1
Peter 2:10
Once
you were not a people,
but now you are God’s people;
once you had not received mercy,
but now you have received mercy.
but now you are God’s people;
once you had not received mercy,
but now you have received mercy.
Peter
is preaching to those who have come to the Lord. That is the outline that proceeds along
Chapter 2 of his letter. Rid yourselves
of the bad stuff, come and get the good stuff, Jesus is the precious stone
rejected by the people, but not by God, he calls upon them to become the Royal
Priesthood. Now we have a couple of
couplets bound together, the ‘before’ and the ‘after’ of what God has done in
their lives.
Once
you were not a people, but now you are God’s people;-- Such is ‘what’
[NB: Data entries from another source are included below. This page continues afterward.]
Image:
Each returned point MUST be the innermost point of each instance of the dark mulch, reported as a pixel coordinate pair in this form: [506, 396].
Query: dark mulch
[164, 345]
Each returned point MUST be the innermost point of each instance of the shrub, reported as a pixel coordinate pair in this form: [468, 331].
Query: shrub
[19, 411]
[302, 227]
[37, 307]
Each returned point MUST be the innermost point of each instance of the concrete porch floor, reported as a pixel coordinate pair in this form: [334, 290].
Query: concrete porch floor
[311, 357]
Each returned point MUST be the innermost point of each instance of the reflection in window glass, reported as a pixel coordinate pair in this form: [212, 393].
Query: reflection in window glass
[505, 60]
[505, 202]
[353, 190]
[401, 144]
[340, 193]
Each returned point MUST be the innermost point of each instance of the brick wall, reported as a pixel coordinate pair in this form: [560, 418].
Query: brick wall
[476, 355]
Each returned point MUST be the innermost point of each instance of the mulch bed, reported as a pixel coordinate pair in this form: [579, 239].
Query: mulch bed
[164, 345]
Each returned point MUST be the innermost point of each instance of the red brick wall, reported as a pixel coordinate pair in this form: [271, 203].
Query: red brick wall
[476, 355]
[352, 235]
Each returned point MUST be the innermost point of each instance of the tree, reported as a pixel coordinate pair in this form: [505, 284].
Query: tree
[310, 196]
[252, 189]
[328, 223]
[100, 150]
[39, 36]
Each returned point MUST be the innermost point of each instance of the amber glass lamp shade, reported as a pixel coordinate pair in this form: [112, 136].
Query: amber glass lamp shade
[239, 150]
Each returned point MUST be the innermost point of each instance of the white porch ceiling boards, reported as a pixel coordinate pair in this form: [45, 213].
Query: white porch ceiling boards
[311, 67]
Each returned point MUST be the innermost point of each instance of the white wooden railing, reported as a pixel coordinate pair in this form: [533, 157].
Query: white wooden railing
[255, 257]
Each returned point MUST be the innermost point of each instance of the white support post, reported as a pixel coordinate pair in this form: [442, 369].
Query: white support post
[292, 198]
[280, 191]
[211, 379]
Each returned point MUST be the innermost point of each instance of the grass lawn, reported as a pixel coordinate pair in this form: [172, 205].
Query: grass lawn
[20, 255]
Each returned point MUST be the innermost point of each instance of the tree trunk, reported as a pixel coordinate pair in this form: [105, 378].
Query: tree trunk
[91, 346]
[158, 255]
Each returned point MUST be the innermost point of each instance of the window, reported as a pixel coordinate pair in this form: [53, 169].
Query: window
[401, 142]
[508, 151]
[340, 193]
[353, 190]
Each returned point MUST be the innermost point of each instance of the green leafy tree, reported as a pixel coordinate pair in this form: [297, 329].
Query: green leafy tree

happened. They were alone, they were
without the Lord, but that has changed.
There was the darkness, but they have come into the light. There was what came before, but now there is
a new creation in Jesus Christ. There is
a declared statement that it is God that binds them together, before they were not
a people at all, just a bunch. There is
an implication of unity in God that, looking at the church today, could bring
us doubts about what we humans have done with God’s church.
once
you had not received mercy, but now you have received mercy.—What happened was that a
people was formed in God. How it
happened was through the receipt of mercy.
The mercy comes through the death and resurrection of our Lord Jesus
Christ. That is the way around the lex
talionis, the law of a life for a life which is the judgment of breaking God’s
law. By Jesus taking our place, the
cycle is broken and we are in the hands of our Lord through loving mercy, not a
relationship of power dictated by God’s perfect justice.
Taken
together, the same message is being shared.
There was the before and the after, without God and with God-the implication
being that “with God” is the team to be chosen.
Up to know, Peter has been exhorting the believers about their Lord and
the establishment of that relationship with the Lord. Now he takes a moment to remind them of the
alternative-which is not pleasing to consider.